Na casa grande uma Mucama costurava lindo vestido de cetim branco. Era de Sinhá-moça, longos cabelos pretos, olhos violeta e pele clara.
Os rapazes da redondeza a fitavam se deliciando com sua pureza, sensualidade e, ao mesmo tempo, aquele lado de menina que transparecia em seus gestos e olhar.
Tudo que se relacionava com Sinhá-moça Mucama fazia gosto.

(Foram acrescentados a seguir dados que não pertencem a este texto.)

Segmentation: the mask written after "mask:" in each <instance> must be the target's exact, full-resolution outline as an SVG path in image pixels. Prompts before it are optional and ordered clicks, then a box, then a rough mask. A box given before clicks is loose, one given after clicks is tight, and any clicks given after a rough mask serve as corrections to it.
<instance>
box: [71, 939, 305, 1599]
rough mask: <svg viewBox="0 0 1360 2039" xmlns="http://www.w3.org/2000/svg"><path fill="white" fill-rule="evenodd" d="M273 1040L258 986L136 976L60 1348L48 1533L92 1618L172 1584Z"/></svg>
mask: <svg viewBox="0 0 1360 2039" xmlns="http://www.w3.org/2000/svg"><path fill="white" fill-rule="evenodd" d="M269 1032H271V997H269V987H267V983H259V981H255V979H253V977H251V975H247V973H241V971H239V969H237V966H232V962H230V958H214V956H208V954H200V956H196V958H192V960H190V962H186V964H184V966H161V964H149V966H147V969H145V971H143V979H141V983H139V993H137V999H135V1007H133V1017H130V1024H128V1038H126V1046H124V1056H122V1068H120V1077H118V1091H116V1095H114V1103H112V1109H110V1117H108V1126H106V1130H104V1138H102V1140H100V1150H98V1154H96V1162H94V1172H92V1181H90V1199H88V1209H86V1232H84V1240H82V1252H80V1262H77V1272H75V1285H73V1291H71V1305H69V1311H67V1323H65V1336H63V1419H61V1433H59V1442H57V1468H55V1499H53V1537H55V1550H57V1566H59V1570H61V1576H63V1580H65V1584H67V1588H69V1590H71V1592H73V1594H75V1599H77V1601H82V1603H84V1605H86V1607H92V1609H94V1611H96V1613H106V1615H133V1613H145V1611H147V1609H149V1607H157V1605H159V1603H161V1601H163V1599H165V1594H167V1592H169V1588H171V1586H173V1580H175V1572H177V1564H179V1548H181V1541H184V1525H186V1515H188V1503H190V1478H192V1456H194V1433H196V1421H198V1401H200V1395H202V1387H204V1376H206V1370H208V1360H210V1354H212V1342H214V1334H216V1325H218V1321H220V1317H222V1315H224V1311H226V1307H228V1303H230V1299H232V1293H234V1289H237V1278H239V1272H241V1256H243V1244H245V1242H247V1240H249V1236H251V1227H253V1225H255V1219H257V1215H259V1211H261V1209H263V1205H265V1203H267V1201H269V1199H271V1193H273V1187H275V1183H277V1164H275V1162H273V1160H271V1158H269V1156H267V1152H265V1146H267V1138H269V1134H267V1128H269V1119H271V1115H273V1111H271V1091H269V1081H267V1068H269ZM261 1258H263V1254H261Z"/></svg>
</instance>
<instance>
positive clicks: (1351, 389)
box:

Deslizava uma linha de seda branca naquele vestido que mais tarde iria cobrir a película transparente de Sinhá.
... “A festa na corte fará sucesso, pois linda como é a notarão”, pensava Mucama.
Estava a coser quando uma pomba posou na soleira da varanda. A pomba por diversas vezes fez movimentos para retornar ao vôo, porém, hipnotizada com a leveza do tecido, a delicadeza da Mucana e a brancura da linha acetinada, o máximo que conseguia era passar de um lado para outro. Até que se encheu de coragem e perguntou à majestosa linha que unia o tecido projetando sua forma:
- Como consegues ser tão feliz estando presa para sempre num armário fechado ou, junto a um corpo, sem poder ir onde quer?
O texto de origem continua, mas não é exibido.